Странно, что чувство покоя и радости охватило нас, едва мы опустились на нее. Мы еще не выходили, мы еще лежали в своих гамаках, привыкая к новому состоянию, а в нас уже было это чувство. Будто мы прилетели обратно на Землю и, еще не открыв люков, уже знали, что Земля за это время не только не изменилась к худшему, но стала теплее и мягче…

Когда-то, вернувшись в институт и увидев счастливую моим возращением Марту, я почувствовал вдруг, что возле нее — мой дом. Так вот, это ощущение дома, только гораздо явственнее, гораздо вернее того, испытанного мной раньше, овладевало мной все сильнее на этой планете. Мы были дома — вот что ощущали мы совершенно отчетливо, что бы ни говорил нам разум.

Мы вышли из ракеты, и это чувство стало объемлющим, как воздух.

…Не считая животных, мы были здесь одни — и однако не было одиночества.

Доверчивые звери приходили к нам по утрам, и ели из наших рук. Здесь звери не боялись меня. Для них, верно, не важен был запах, не важно зрительное впечатление — они, как видно, «осязали» само отношение к ним: мою удивленную нежность, мою радостную готовность прийти на помощь.

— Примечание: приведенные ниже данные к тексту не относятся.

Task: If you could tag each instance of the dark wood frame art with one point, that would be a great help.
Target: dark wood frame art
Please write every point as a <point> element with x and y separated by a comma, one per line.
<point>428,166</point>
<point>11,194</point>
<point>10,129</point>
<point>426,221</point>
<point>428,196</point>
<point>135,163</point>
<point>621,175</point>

А может быть, просто на этой планете не знали страха и недоверия.

Здесь ты не просто умом, как на Земле, понимал свою, общность, свое единство со всем живым и сущим — здесь все время как бы проникал в другие существа: тебя переполнял восторг поющей птицы, ты слышал биение сердца газели, сердца, что бешеным стуком откликается на всякую радость и горе, ты чувствовал даже спокойное бездумное счастье травы.

Каждое желание обретало здесь силу действия. Казалось, пожелай мы по-настоящему — и здесь появились бы даже люди. Все время было впечатление, что ты можешь гораздо больше, чем способен представить. И в этом предощущении возможных свершений пока мы занимались играми.

Одной только мыслью, одним велением моим Марта воспаряла — раскинув руки, как святая, она летела навстречу солнцу в радужном кольце моей любви.

Мы скучали о пятнистой мордашке вчерашнего оленя — и тот приходил к нам, доверчиво глядя.

Нам хотелось дождя — и дождь вдруг обрушивался веселым ливнем.

Почему же, думаю я иногда теперь, именно эта планета не дала нам Филиформис, той находки, которую мы жаждали так долго? Потому ли, что в то время я сам забыл о деле всей своей жизни, растворившись в блаженстве существования? Забыл хотеть, забыл о долге и цели? Или этой находки не хотела Марта? Или сама планета, как золотая рыбка, давая нам все, одного только не могла, не захотела бы дать — именно Филиформис?